The Tianjin Military Academy in 1886 adopted as part of its curriculum the Romance of the Three Kingdoms. The students were divided into infantry, cavalry, artillery, engineering, and supply departments. Among its alumni were Wang Yingkai and Duan Qirui. Among its staff was Yinchang.

The model was emulated by other influential officials such as Zhang Zhidong, Liu Mingchuan and Yuan Shikai.
In 1902, Yuan Shikai, the Viceroy of Zhili Province and the Minister of Beiyang, founded an officer academy in Baoding, the capital of Zhili Province. Baoding was the headquarters for his New Army, which until 1901 was based in Xiaozhan, near Tianjin. The Boxer Protocol required the Qing government to demilitarize Tianjin and the New Army was relocated to Baoding. From 1902 to 1912, the officer academy in Baoding took on a number of different names, including the Beiyang Army Expedited Martial Studies Academy. The academy trained officers for the New Army, which was a significant factor in Yuan Shikai's rise to power at the end of the Qing dynasty and the pivotal role he played in the Xinhai Revolution. In 1912, after Yuan became the provisional president of the Republic of China, the academy was briefly moved to Beijing and became the Army Academy. In October 1912, the academy was relocated back to Baoding and formally became the Baoding Military Academy. The academy closed in 1923 due to the factionalism amongst the warlords.

== Motto ==
The Baoding Military Academy school motto was "Be trustworthy, be punctual, and study diligently. Practice hard, love your school, and be patriotic."

==Notable alumni==
Baoding military alumni played a large role during the Second Sino-Japanese War, with a large portion of the National Revolutionary Army's Officer Corps being made up of these graduates. Some of these would later have roles in forming the People's Liberation Army.

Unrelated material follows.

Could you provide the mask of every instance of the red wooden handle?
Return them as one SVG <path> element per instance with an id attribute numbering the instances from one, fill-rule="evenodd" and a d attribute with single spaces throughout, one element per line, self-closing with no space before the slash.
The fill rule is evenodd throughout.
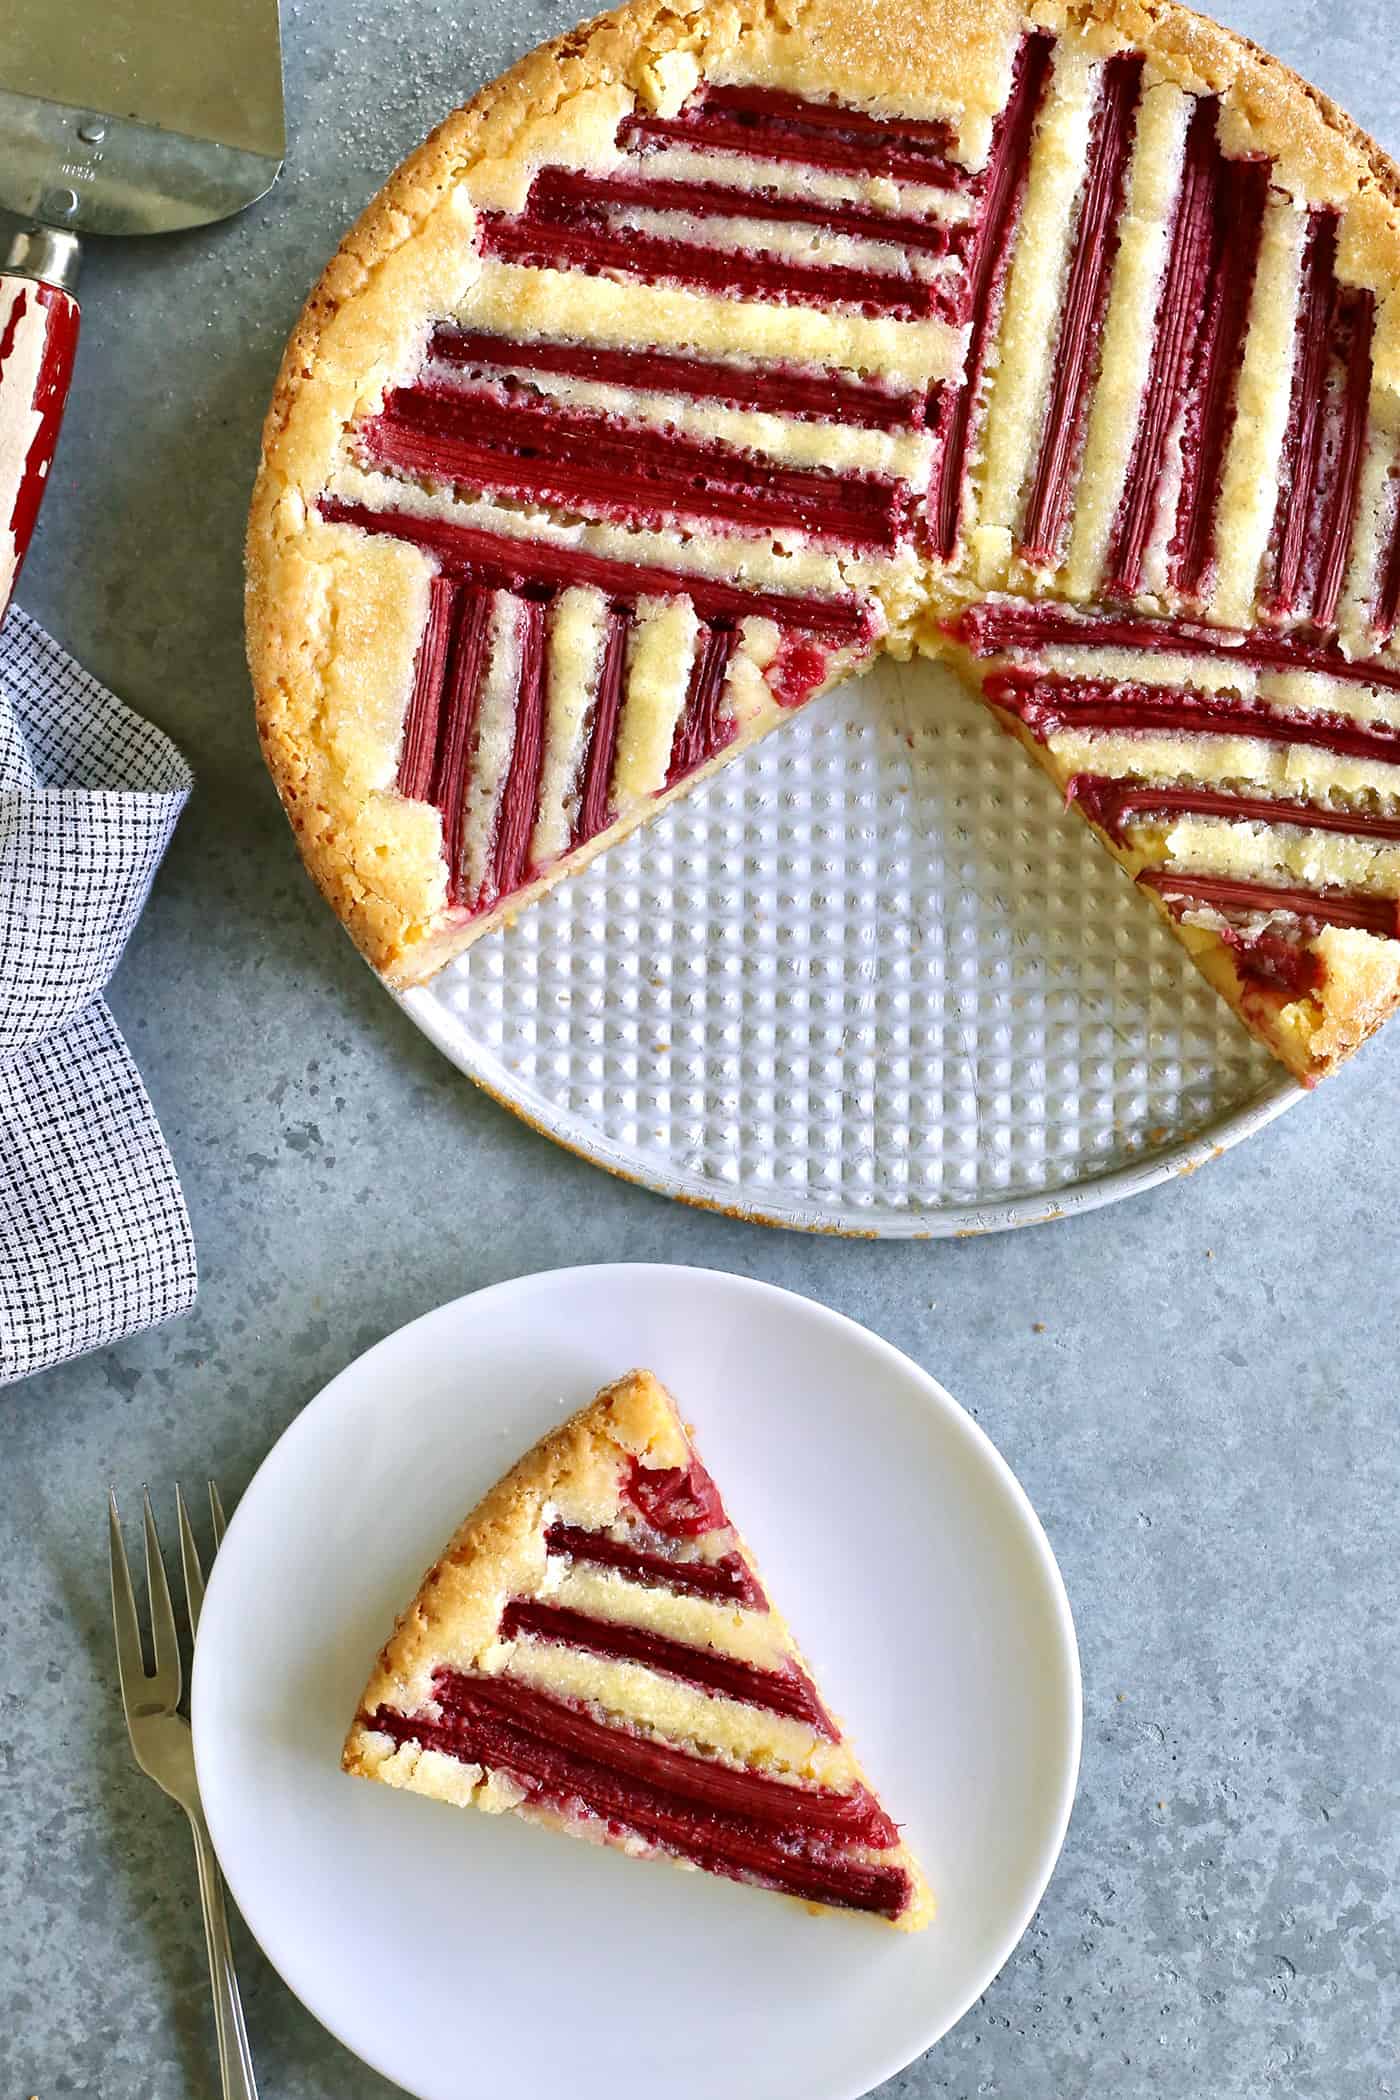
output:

The following is a list on notable alumni:
- Bai Chongxi
- Cai Tingkai
- Chiang Kai-shek, president of the Republic of China
- Huang Shaohong
- Xia Wei
- Zhang Qun
- Zhang Zhizhong
- Wu Peifu
- Xue Yue
- Chen Cheng
- Li Jishen
- Sun Chuanfang
- Liu Zhi
- Xiong Shihui
- Li Pinxian
- Qin Dechun
- He Jian
- Xu Tingyao
- Luo Zhuoying
- Hao Mengling
- Yu Hanmou
- Han Deqin
- Gu Zhutong
- Shangguan Yunxiang
- Li Hanhun
- Deng Yanda
- Ye Ting
- Tang Shengzhi
- Zhang Jingyao

==Successors==
- Republic of China Military Academy

==Memorial==
In 1993, a memorial and museum was built on the site of the academy in Baoding to commemorate the academy and the 11,000 cadets who studied there. In 2006, the memorial became a national-level historical site.